My bone cleaveth to my skin and to my flesh, and I am escaped with the skin of my teeth.
Job 19:20
The Outside of Outside and the Inside of Outside
Day 60: I’m still peeling. I wonder if Eve peeled the apple before she ate it. I wonder how a snake would feel watching someone peel an apple. Eating a skinless apple, naked, in just my skin. I’ve been taking hot showers and plucking little bits of skin off.
The Earth itself has a skin, its crust, and that is where we live. When we damage our own crust, we are told to rub some dirt on it, to patch our skin with the greater skin. To walk around barefoot is to give the Earth a back-walking, intimate, massage. Skin on skin, the golem within.
Of course, the skin of the Earth is itself a type of bone, its exterior being rock and mineral. The Earth is so perfect that it bleeds a blood that becomes bone-skin.
This makes man a cursed creature. The majority of life on Earth is a mirror image of planetary perfection, with hard exteriors mostly made of chitin and cellulose, skin with the good sense to mimic bone. The closest we come to scratching that itch is the keratin of our fingernails.
What a joy to nap in the sun on the cool, soft soil, on a hot, hard rock — to dream of rebirth, of an igneous metamorphosis by the fire of that star…
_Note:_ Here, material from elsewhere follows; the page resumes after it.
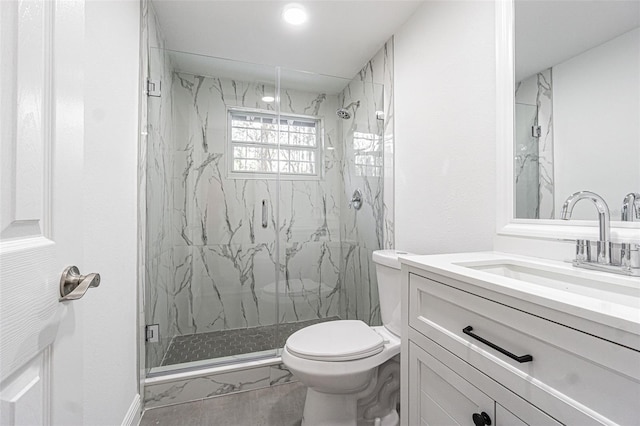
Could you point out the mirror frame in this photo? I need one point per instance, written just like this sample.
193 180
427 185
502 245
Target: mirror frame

We are outside in. It is time we let our insides out.
Day 63: Sunny again. No tanning salon. Hit the park and saved a few bucks. I saw a woman reading a leather-bound book. We take trees, remove their skin, pulp them up, and bind them in some bovid’s skin, all so we can read a little fiction and feel like we’re wearing someone else’s skin. A binding ritual. A grimoire. A funny little trick.
Day 70: My skin is starting to feel leathery. I can’t really make it peel anymore. My story is all stuck inside. It’s etched all over my bones, but it’s all bound up in leather now. I watched a video about degloving injuries today. Maybe there’s hope afterall.
Something to Think About
Skin and bone, Left all alone, To simmer in a pot. Chicken skin And collagen Are getting nice and hot. Taking stock Of making stock, You sure can learn a lot. Melt away My flesh today Before it ever rots. Skeleton, Reveal yourself: My final form unlocked.